How Covid has made us doubt our own self-worth

James Conor Patterson: I am reassured that the situation can’t be helped. ‘It’s a pandemic,’ they’ll say

This past year I’ve been thinking a lot about the concept of usefulness. Specifically, how it relates to consoling myself that what I’m doing is worthwhile when the reality of what I’m doing is sitting in the front room of my girlfriend’s mother’s house drinking a beer on a Tuesday evening.

Last March I was furloughed from my full-time job. In July, I was brought back to work on a part-time basis and in October the company I worked for collapsed. I was eventually made redundant. My girlfriend and I had to give up the lease on our flat in London and move back to Belfast, and in the process I lost some of the dignity that comes with being a contributing partner in a government of equals.

Not that relationships can or should be boiled down to one’s ability to contribute financially, but the imbalance that such a condition fosters naturally ends up leading to feelings of guilt. It’s like trying to fly a plane when the only portion of the panel that works is your co-pilot’s – you’re confident that they’ll be able to land the thing with ease, but at the same time you can’t help but think that you’re somehow responsible for making their life more difficult. Even if the malfunction happened because of the equipment you were given in the first place.

When I broach this with my girlfriend – or, indeed, with other family members – I am reassured that the situation can’t be helped. “It’s a pandemic,” they’ll say. “Thousands of other people are in the same boat as you.”


I'm a writer. I hate the echo of unearned self-importance that attaches to the title

The fact that lots of other people are in my situation leaves me more depressed than reassured, and my susceptibility to runaway anxiety also leads me to believe that in my case the fault always seems to precede the event. The event being the worst global financial crisis since the Wall Street Crash.

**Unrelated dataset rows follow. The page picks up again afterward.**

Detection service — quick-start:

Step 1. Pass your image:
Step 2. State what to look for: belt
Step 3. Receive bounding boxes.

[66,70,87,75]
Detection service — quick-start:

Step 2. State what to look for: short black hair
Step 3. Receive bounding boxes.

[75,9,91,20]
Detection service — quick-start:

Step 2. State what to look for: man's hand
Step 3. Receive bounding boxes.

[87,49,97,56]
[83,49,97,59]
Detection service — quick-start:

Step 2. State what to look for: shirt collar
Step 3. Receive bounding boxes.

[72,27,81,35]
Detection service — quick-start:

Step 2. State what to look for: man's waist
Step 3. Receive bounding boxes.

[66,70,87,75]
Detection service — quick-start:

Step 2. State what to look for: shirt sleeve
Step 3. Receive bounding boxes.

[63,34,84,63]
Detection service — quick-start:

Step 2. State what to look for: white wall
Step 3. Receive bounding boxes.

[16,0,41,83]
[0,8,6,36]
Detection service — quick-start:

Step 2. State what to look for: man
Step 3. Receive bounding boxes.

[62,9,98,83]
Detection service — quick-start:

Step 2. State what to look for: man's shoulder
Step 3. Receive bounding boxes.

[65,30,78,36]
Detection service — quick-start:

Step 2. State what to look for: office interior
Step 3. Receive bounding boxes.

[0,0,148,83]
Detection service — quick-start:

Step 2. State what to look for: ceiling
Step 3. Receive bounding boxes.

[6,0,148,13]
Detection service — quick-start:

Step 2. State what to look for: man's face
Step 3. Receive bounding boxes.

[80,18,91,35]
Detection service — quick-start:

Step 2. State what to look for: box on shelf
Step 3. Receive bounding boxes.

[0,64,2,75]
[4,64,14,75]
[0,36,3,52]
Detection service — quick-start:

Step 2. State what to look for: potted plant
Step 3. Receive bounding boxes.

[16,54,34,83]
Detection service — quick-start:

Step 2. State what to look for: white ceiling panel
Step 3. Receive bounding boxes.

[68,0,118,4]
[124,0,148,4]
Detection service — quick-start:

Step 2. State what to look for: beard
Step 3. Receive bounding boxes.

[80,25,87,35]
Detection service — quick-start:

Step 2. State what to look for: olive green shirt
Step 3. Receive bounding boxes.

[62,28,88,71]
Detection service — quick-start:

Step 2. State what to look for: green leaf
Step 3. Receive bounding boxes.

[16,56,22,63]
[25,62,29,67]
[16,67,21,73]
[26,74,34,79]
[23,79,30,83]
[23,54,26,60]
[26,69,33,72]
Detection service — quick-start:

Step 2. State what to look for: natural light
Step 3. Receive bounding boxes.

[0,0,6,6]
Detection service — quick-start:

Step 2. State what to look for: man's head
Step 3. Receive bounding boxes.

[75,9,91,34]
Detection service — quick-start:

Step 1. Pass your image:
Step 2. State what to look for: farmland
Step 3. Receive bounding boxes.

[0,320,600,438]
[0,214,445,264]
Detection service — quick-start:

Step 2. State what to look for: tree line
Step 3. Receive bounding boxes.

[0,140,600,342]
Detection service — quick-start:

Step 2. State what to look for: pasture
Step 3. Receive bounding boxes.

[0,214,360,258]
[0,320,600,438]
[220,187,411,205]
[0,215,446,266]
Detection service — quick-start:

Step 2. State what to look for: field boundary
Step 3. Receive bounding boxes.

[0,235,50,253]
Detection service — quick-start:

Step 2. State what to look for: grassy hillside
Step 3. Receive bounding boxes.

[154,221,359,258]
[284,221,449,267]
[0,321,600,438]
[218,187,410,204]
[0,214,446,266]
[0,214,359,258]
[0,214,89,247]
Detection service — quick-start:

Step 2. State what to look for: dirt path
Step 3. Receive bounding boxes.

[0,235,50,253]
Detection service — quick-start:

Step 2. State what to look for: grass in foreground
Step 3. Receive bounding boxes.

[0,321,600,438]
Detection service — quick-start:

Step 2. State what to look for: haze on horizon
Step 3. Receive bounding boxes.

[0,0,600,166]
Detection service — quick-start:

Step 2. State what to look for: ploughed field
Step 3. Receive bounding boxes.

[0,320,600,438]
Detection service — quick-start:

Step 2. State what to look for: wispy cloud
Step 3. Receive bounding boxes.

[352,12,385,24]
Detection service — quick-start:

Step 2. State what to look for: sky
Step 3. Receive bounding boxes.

The fault being my choice of career. “What if,” I tell myself, “the problem is my vocation?”

I’m a writer. I hate the echo of unearned self-importance that attaches to the title, but I can think of no other way to adequately describe what I do. Since the age of 15, I have thought of nothing else but making a living from the one thing I’m good at. Poetry. Fiction. Criticism. Copy. Whatever the medium, I’ll endeavour to turn out something decent in exchange for cash. Even as I write this – even as I castigate myself for being unemployed and being able to do only this one thing well – I still receive bits and pieces of freelance work to keep the cogs turning.

Made redundant

But the idea of failure still attaches itself regardless. Not only have none of my friends been made redundant, many of them – despite the pandemic – have managed to save for mortgages, weddings, and new chapters of their lives involving things like promotions and kids. I have not been able to provide any of these, and it’s this that gets me thinking about the concept of usefulness.

I realise, of course, that being locked down without the routine of a full-time job has allowed for thought processes like these to spiral, and I don’t want to appear ungrateful for the things I have. Many people trying to survive this current wave of restrictions don’t have the privilege of being able to communicate with their family or friends, and there are other people in far more precarious financial situations than me.

I'm at a loss for how else to account for this last year

I know too that reading about other people’s lockdown experiences has become about as tedious as the insipid nonsense that banks come out with in the ads they broadcast to try and make us forget that they’re evil. Exceptionalist phrases such as “now more than ever”, “in these uncertain times” and “the new normal” ring in the background like trumpets at the breaking of the seventh seal. I also know that it can be hard to distinguish between actual sincerity and the faux-community marketing jargon which writers like me have a tendency to use to pass for compassion.

But, honestly, I’m at a loss for how else to account for this last year. It may just be that capitalism has conditioned us to self-police and think that if we haven’t been doing something “productive” we must have been doing something wrong. So I’ll leave you with this from the American poet Gregory Orr, who reminds us that whatever we do to guide ourselves through times of difficulty can’t be so easily dismissed as frivolous.

“Human culture,” he writes. “Evolved the personal lyric as a means of helping individuals survive the existential crises represented by extremities of subjectivity and also by such outer circumstances as poverty, suffering, pain, illness, violence, or loss of a loved one.”

That we rhyme – to borrow from Seamus Heaney – to set the darkness echoing.